University of Hamburg: EU Support for DNA Analysis in Real Time

European Research Council supports research into cost-effective and rapid DNA analysis – for monitoring disease
17 February 2022
Studierende im Chemielabor an der Uni Hamburg

DNA analysis finds application in a wide range of research fields. But current methods are seen as costly and time-consuming. A University of Hamburg team from the Physics Department is working on a procedure that will allow cost-effective and rapid DNA detection in real time. The aim is to facilitate more rapid and less invasive monitoring of diseases such as cancer. The scientific team has now received a Proof of Concept Grant from the European Research Council to the amount of 150,000 euros.
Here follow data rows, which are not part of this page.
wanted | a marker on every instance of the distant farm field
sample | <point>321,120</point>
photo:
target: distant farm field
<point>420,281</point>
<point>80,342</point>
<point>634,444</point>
DNA detection in real time could improve early cancer diagnosis

The procedure in so-called “liquid biopsy” developed by Dr Irene Fernandez-Cuesta and her team is called “Laser-Assisted DNA Optical Mapping” (LADOM) and is able to detect DNA molecules from a Real Time Test. “In this way, it will be possible in the future to monitor the efficacy of a treatment almost in real time, to detect metastases at an early stage and in the more distant future even to allow early detection of primary tumours in routine blood analysis,” Fernandez-Cuesta says.
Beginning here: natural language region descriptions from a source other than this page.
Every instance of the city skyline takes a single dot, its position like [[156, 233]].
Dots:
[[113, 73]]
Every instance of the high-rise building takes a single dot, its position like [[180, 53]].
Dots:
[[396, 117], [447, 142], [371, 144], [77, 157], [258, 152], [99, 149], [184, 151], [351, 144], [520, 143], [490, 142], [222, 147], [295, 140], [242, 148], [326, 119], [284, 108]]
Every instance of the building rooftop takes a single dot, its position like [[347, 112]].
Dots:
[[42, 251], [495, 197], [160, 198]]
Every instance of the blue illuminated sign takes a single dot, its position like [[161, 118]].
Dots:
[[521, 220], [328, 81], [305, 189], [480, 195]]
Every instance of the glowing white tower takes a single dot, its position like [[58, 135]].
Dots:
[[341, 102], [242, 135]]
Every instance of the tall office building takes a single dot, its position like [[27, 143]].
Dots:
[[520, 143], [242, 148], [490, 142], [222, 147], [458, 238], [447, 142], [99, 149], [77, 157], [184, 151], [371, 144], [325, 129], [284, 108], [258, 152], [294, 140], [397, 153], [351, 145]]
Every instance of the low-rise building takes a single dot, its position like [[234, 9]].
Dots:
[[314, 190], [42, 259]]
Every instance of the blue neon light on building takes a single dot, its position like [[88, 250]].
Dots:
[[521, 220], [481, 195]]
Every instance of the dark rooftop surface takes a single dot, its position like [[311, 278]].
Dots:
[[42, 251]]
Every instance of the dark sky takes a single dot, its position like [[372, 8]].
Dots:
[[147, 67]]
University of Hamburg and DESY conducting joint research

With liquid biopsy for the purposes of monitoring cancer, tissue does not have to be taken from the organ being investigated. The material is rather taken from the blood, which contains tumour material such as cells, DNA and RNA in circulation. It has not been possible to utilise this technique in a routine way to date, as among other things the limited material for analysis and the complex DNA sequencing method posed a problem. This is where the new procedure developed by the Hamburg research team comes in: Among other things, it needs less liquid, is quicker and is also easier to read off than sequencing. As microscopes, pumps, electrical power and cameras are not required, it may be possible in the future to make use of this technology outside the research laboratory and even to make the equipment portable. The team is currently investigating this option along with a working group from the German Electron Synchrotron (Deutschen Elektronen-Synchrotron - DESY).

European Research Council

Scientists wishing to assess the economic and social potential of their research may apply for a Proof of Concept Grant from the European Research Council (ERC). The initial steps towards implementation of research results into the pre-competitive development of ideas that are of commercial and social value are subsidised for 18 months and with a lump sum of 150,000 euros by means of the Proof of Concept Grant.